"Arakan"

Rohingya Mültecilerinin Kaderi

Myanmar’daki şiddet ve zulmünden kaçan yaklaşık 850.000 Rohingya Bangladeş’teki kamplarda kötü koşullar altında yaşam mücadelesi veriyor. Myanmar ile Bangladeş arasında imzalanan geri dönüş anlaşması da çözüm olarak görünmüyor.

Rohingya halkı Budistlerin çoğunluğu oluşturduğu Myanmar’da yıllardır süren zulmün kurbanı oldu. Ağustos 2017’deki toplu katliamlar, Birleşmiş Milletler tarafından “etnik temizliğin tipik bir örneği” olarak tanımlandı. Söz konusu katliamlar, 623 binden fazla Rohingya Müslümanının Bangladeş’e kaçmasına yol açtı.

Bugün Bangladeş, dünyanın en kalabalık sığınmacı yerleşim merkezlerinden biri olma yolunda ilerliyor. Bugüne kadar 837.000 Rohingyanın Bangladeş’e yerleştiği tahmin ediliyor. Resmî olarak kayıtlı olanların sayısı ise 30 bin. Uluslararası basında Bangladeş halkının, onlar gibi Müslüman olan Rohingyalara karşı cömertliği vurgulanıyor. Bangladeş hükümeti ise mültecilere toplamda 3 bin akre (İngiliz ölçüm birimi) arazi tahsis etmiş durumda. Ancak mevcut durumun kötüleşmesi, sınırlarda terörist olduğu yönünde iddialar ve Bangladeşlilerin iş piyasasını olumsuz yönde etkilediği düşünülen Rohingya ucuz iş gücü gibi nedenlerden dolayı, Bangladeşlilerin cömertliği tükenmek üzere gibi görünüyor.

Kamplardaki Son Durum

Bangladeş, kapısını Rohingya sığınmacılarına açarak aslında bir yandan da “dünyanın en hızlı büyüyen mülteci krizine” kollarını açmış oldu. Ülkenin büyük kitlelere sınırlarını açması ilk kez gerçekleşmiyor. 1970’lerde Rohingyalara yönelik ciddi zulümler ve gıda istihkaklarının ulaşmaması sonucunda 11.900 kişi Bangladeş kamplarında yaşamını yitirmişti. Bu tarih oldukça üzücü bir dönüm noktasıdır.

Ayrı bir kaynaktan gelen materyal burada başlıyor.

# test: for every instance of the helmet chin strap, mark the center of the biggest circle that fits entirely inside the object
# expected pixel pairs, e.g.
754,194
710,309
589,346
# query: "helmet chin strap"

Geçtiğimiz aylardan beri Cox Bazar’daki durum ise gittikçe kötüleşiyor. Aşırı derecede kalabalık olan kampta, kötü sağlık koşulları, yakın çevrelerdeki tuvaletler nedeniyle kirlenen su kuyuları ve yetersiz gıda, insanların hayatını tehdit ediyor. Dünya Sağlık Örgütüne (WHO) göre, kamplardaki su kaynaklarının yüzde 60’ından fazlası bakteri ile kirlenmiş durumda. Buna ek olarak, kolera, kızamık ve yeni bir difteri salgını gibi hızla yaygınlaşan bazı hastalıklar kaydediliyor. UNICEF, Myanmar’da şiddete maruz kalıp Bangladeş’e sığınan beş yaşın altındaki Rohingya Müslüman çocuklarının dörtte birinin yaşamı tehdit eden ileri derecede beslenme sorunu yaşadığını açıkladı. Tüm bunlar göz önünde bulundurulduğunda, mültecilerin kaçtıkları şiddet ortamına geri dönmeleri her ne kadar kötü şartlar altında yaşasalar da, mümkünmüş gibi gözükmüyor.

Zoraki Geri Dönüş

Bangladeş ve Myanmar hükümetleri ise, Rohingya sığınmacılarının köylerine dönmelerini sağlamak için bir çalışma grubu oluşturdu. İki hükümet, 23 Ocak’tan itibaren sığınmacıların ülkelerine geri gönderilmesine izin veren bir anlaşma imzaladılar. Kıdemli bakan Obaidul Quader, 100 bin kişiden oluşan listenin Myanmar makamlarına gönderilerek, geri gönderileceklerin işlemlerinin ocak ayının sonlarına doğru iki hükümetin de onayı ile başlayabileceğini söyledi. Fakat Rohingyaların, yalnızca birkaç hafta önce köylerini talan eden ve hayal edilemeyecek şiddetteki mezalimleri gerçekleştiren bir devlete istekli bir şekilde dönüp dönmeyecekleri asıl sorulması gereken soru olarak karşımıza çıkıyor.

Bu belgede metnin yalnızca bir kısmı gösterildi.